The Exhibit


When: Thursday April 9, 6:00-8:00 p.m.

Where: Aaron Burr Hall, room 219

“The thrill of adventure and possible woes of a journey are embedded in Israeli and Jewish culture since the days of the Bible. Abraham, the mythological Jewish Patriarch, was told to leave his homeland and “go forth”. Jacob, Josef, Ruth, Jonah, Esther—all Biblical protagonists who partake of a formative journey, or spend their entire lives outside their homeland.

The New Testament and the rise of Christianity brought with it the reversal of this myth—the idea of the wanderer was projected back unto the Jews as a punishment. The “Wandering Jew” became a libel, a symbol of sin, stubbornness and divine punishment.

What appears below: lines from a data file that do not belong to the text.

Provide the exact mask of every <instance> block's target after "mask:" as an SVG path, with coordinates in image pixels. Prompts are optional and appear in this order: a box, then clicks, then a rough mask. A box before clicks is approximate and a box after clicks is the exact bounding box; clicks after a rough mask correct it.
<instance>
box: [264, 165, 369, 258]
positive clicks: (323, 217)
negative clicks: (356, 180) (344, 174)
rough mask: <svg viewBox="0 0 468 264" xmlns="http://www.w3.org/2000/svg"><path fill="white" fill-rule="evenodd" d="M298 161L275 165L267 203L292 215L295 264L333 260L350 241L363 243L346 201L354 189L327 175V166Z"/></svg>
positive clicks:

Modern times have brought another twist to this archetype—“The New World” made adventurers out of refugees, and vice versa. The decline of organized religion and the rise of nationality, mass immigrations, two world wars and the foundation of the state of Israel have all put new perspectives on any journey one takes.

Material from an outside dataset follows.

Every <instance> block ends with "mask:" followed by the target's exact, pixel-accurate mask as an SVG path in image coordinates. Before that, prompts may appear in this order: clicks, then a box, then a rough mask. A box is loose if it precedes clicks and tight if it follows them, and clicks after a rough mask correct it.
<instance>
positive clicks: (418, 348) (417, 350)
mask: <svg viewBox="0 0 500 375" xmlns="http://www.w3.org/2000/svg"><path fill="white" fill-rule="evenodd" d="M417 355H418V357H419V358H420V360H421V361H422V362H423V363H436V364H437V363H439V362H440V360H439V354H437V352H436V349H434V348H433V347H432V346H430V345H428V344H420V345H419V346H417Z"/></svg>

Modernity and urbanization also helped with the re-appropriation of wanderings. Walter Banjamin wrote of ‘Le Flâneur’: “The crowd was the veil from behind which the familiar city as phantasmagoria beckoned to the flâneur. In it, the city was now landscape, now a room.” The city had become a set for wanderings and wonders to be perceived by the individual. The street became a room—a room much like a museum.

The late half of the 20th century saw the reclamation of the “wandering Jew.” Israelis and Jews now travel and wander the earth out of choice. As they do so, they inadvertently face questions of multiple origins, split identities and many, very different, possibilities for their future, as individuals and as a people.

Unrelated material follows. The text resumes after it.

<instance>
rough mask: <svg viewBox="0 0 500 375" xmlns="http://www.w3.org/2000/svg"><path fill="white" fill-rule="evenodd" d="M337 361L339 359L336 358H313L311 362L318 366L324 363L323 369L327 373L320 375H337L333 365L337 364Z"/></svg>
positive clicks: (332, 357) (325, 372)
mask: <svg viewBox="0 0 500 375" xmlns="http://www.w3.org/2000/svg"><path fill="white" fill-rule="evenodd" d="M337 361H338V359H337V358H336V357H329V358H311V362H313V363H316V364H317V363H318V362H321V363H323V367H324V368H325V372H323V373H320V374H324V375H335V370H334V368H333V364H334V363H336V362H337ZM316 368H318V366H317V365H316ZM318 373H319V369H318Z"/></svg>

This exhibition aims to showcase the work of Israeli cartoonists and their work concerning voyages, journeys and wanderings. In their works, these artists are many times forced to deal with questions of origin, nationality, particularity and universality, religion, tradition, and personal identity.”

—Assaf Gamzou

This exhibition will feature the works of many artists—from Leipzig born Fridel Stern, to Michel Kichka, Rutu Modan and Merav Solomon.

Exhibition and discussion with Assaf Gamzou and JT Waldman.